I don't think you'd ever want an engine level monopoly to that degree, even Unreal isn't by itself capable of the systems that allow Starfield to work the way it does, and would require serious modifications to do so, and not every studio would perform those modifications necessary to complete their game's vision, and then just give all of that to everyone else to piggyback off of for free, there are a lot of reasons to not do that, specifically, what Unity is doing now.
It only seems cool to do that with Unreal because they haven't pulled anything like Unity... yet. Not having done that yet doesn't preclude them from doing it, that's the scary thing about the Unity debacle, anyone engine could turn around and make a horrible change, we just have to trust that they won't, and being given monopoly power makes it too tempting to trust forever.
Unreal isn’t by itself capable of the systems that allow Starfield to work the way it does, and would require serious modifications to do so
Can you back that up? Nothing I've seen of Starfield indicates it couldn't be done in UE.

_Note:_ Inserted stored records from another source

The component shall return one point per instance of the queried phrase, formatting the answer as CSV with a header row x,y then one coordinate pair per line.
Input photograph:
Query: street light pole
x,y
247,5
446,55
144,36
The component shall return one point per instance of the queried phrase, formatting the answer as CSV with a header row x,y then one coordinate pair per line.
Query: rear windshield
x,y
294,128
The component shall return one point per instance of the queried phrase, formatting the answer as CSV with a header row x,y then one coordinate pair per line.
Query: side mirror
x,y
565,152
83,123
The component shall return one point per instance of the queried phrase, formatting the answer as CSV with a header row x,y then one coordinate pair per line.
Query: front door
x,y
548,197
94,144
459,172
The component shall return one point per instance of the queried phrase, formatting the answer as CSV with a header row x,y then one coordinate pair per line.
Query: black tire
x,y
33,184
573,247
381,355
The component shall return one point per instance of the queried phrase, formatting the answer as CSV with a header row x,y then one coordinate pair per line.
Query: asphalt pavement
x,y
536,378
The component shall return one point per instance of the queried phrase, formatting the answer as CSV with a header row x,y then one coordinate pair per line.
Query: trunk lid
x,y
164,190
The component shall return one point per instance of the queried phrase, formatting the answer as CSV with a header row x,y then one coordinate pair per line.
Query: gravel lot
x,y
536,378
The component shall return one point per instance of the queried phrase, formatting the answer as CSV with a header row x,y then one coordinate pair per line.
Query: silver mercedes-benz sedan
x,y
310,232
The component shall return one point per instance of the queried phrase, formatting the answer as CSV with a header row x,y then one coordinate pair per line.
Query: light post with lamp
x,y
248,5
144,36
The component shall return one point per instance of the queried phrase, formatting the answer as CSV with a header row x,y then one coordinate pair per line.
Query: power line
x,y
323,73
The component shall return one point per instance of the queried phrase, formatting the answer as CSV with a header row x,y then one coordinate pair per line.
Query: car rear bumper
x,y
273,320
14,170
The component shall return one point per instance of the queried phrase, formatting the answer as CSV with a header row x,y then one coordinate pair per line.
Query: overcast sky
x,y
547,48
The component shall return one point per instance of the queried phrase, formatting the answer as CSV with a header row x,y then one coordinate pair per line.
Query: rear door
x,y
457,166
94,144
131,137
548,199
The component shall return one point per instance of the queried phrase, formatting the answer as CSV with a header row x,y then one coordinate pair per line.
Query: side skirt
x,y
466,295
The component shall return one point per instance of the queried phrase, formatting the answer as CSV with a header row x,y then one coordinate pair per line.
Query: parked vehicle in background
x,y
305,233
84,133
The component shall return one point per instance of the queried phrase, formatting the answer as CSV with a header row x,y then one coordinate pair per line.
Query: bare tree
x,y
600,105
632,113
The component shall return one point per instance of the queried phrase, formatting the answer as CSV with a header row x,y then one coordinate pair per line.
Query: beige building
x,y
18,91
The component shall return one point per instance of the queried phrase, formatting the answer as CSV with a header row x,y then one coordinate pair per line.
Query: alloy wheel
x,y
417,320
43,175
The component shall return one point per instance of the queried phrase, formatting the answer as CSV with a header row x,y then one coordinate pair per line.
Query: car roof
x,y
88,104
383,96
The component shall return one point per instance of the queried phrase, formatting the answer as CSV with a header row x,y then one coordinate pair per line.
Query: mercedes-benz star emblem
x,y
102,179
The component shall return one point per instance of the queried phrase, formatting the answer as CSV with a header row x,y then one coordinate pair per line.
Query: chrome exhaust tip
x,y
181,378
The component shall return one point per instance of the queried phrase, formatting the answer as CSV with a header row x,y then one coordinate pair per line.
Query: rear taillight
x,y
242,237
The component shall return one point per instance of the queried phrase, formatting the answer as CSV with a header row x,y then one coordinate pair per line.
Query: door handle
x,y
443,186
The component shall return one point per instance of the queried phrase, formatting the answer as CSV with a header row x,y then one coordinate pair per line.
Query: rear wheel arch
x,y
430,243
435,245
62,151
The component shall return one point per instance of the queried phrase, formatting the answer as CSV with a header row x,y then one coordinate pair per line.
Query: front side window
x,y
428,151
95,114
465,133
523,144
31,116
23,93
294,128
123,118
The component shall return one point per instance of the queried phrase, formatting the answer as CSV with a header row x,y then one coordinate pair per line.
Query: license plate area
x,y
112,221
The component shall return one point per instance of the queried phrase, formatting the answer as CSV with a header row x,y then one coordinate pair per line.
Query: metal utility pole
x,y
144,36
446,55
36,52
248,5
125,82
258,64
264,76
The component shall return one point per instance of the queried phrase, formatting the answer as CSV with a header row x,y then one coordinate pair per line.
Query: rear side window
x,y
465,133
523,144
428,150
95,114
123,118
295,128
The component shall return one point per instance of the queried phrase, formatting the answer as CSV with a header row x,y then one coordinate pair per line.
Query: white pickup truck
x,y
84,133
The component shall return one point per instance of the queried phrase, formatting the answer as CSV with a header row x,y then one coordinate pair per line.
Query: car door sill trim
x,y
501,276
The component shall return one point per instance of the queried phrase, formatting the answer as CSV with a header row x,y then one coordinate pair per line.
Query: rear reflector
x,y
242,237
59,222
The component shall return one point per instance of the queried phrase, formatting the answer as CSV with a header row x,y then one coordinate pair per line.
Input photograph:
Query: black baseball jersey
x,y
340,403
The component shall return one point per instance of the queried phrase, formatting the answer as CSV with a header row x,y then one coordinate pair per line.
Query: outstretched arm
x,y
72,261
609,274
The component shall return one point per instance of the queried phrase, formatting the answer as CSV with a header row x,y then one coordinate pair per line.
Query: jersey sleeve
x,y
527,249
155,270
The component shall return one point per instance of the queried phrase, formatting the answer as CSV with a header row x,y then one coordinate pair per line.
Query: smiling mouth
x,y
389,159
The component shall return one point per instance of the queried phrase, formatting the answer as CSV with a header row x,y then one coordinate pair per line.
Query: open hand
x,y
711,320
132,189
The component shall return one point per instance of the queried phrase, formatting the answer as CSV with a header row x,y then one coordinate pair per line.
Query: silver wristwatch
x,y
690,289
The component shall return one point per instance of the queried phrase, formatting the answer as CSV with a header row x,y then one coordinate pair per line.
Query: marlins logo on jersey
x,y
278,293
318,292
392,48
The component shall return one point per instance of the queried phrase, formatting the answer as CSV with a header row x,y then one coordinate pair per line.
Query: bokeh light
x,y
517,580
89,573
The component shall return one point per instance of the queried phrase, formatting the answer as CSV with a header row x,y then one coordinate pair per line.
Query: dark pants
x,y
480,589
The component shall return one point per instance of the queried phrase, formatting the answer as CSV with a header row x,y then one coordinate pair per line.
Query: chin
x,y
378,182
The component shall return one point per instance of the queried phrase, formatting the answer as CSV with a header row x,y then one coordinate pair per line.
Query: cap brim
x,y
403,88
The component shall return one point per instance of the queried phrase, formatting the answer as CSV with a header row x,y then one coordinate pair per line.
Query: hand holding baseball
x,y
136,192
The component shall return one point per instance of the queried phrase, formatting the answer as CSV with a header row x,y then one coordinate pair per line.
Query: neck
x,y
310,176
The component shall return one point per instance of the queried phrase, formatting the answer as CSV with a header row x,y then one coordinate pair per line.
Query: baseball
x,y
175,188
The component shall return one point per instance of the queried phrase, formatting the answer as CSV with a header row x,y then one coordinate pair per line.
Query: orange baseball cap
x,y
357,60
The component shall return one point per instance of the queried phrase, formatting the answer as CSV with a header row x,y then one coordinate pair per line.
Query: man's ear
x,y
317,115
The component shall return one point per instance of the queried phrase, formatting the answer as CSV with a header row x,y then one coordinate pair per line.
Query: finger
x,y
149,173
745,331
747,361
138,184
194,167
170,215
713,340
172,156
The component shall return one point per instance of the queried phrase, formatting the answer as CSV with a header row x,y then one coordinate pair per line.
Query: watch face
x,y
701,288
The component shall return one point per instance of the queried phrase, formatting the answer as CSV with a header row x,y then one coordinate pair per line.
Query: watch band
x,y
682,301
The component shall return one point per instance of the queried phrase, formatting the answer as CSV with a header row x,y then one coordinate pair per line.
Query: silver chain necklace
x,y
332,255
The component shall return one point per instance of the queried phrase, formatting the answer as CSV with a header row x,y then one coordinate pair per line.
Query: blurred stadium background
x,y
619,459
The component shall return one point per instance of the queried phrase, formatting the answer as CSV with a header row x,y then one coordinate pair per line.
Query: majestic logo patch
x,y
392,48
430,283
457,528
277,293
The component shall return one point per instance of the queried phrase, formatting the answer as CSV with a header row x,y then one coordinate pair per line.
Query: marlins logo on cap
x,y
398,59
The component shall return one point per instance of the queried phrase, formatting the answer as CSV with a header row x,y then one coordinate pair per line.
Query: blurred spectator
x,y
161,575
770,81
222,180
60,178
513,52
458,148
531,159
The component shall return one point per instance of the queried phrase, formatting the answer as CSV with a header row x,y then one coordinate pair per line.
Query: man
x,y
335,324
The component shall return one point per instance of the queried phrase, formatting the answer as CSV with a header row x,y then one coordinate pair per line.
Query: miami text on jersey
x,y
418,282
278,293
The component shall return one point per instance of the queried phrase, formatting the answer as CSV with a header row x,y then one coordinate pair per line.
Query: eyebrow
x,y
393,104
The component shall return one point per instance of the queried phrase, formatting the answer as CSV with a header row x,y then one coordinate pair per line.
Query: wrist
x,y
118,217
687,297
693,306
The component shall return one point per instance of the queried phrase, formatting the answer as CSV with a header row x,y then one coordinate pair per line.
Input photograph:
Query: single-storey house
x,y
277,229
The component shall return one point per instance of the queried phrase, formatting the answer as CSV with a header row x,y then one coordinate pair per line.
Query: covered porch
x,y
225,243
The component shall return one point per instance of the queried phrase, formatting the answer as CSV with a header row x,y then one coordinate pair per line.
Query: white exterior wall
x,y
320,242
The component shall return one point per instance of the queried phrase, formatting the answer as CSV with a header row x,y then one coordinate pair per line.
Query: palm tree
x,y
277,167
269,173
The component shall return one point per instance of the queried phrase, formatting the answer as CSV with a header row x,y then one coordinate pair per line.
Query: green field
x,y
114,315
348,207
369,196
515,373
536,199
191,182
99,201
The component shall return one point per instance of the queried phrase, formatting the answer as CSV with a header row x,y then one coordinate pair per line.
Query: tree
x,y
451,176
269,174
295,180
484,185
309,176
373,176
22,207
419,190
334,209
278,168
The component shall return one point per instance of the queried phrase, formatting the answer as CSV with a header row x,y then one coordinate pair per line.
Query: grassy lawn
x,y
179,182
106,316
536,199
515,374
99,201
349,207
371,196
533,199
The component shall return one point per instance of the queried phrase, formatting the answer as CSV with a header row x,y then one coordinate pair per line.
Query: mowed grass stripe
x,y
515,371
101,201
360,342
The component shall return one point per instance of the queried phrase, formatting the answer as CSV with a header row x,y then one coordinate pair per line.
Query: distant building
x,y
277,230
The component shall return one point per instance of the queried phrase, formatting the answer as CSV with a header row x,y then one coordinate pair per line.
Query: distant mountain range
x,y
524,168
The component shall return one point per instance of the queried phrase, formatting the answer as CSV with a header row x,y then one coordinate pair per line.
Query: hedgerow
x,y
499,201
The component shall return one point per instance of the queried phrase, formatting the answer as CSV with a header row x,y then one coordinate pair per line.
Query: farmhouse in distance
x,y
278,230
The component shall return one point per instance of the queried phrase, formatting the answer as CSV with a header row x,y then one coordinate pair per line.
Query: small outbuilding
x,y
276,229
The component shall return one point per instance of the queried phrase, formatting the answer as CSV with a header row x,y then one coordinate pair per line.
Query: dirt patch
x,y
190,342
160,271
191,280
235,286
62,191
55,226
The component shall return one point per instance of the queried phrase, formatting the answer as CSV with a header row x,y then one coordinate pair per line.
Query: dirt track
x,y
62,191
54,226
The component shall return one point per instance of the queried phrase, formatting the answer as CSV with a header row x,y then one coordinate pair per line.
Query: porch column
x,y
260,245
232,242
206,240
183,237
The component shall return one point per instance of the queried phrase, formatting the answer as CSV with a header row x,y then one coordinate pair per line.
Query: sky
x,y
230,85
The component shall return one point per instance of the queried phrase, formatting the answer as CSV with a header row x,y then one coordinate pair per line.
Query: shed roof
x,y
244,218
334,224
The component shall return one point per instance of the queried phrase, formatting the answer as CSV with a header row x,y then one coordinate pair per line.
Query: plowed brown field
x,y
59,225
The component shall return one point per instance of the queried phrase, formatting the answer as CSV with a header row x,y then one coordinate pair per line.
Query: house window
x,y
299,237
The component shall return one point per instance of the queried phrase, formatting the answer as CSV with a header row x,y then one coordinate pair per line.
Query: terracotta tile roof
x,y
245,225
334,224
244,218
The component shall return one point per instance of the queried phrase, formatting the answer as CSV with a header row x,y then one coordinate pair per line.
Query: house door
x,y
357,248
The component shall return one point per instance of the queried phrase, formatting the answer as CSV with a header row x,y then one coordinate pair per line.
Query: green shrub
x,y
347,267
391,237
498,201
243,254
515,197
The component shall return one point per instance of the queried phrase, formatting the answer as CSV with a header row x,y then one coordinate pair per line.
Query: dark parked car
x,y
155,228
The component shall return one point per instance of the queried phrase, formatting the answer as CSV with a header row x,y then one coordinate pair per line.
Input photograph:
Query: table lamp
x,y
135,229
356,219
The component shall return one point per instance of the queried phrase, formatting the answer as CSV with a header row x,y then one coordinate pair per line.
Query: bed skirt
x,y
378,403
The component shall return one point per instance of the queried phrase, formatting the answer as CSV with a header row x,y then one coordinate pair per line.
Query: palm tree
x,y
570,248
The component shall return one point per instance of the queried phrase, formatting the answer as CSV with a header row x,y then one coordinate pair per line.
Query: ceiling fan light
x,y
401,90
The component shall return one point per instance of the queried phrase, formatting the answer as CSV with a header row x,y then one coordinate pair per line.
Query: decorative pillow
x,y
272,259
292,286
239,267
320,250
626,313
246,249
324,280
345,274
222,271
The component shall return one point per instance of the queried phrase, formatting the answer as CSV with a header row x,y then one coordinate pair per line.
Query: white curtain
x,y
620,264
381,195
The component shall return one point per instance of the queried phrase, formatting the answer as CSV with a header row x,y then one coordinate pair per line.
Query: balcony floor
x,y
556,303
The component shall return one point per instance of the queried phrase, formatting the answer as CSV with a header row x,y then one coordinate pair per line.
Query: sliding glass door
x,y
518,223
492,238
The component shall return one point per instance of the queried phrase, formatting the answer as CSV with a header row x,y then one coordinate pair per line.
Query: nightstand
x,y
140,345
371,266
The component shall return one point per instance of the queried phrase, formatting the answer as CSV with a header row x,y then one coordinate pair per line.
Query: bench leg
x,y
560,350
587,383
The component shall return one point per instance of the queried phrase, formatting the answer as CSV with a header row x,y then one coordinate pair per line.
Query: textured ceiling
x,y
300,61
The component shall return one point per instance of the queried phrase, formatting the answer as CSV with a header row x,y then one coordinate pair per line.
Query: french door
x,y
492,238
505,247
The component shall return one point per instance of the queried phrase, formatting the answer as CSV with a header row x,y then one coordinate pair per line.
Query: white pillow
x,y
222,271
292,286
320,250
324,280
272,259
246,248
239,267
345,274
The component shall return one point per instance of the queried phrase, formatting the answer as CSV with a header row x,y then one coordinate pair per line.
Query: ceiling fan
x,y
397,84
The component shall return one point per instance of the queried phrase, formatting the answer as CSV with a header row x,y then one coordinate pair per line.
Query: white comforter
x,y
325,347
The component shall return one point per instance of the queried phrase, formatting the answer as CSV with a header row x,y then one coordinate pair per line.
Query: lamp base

Please check out Angels Fall First and Renegade X, they're made with Unreal Engine 3 and are not AAA titles, so they can give you a glimpse of what even older versions of UE can do.
It only seems cool to do that with Unreal because they haven’t pulled anything like Unity… yet
Good point. Though, you'd hope they would've looked at the current Unity debacle and thought "fuck that for a game of soldiers", the backlash was resounding and rightly so.
Not sure if I offended some Bethesda fanboys or my idea sound too much like communism but people don't seem to like it haha.
Nothing about Starfield is that amazing that you couldn’t replicate it in something like Unreal or even Unity.
Graphics are dead easy on either. Exploration is faked, it’s fast travel to a procedural terrain/level, with a few hand made destinations in between, nothing hard. Modular ship design? Simple. FPS RPG system, simple. Physics engines already exist, storing the location of player placed objects is trivial.
What exactly about Starfield makes you think an engine would need serious modifications for a SF-like game?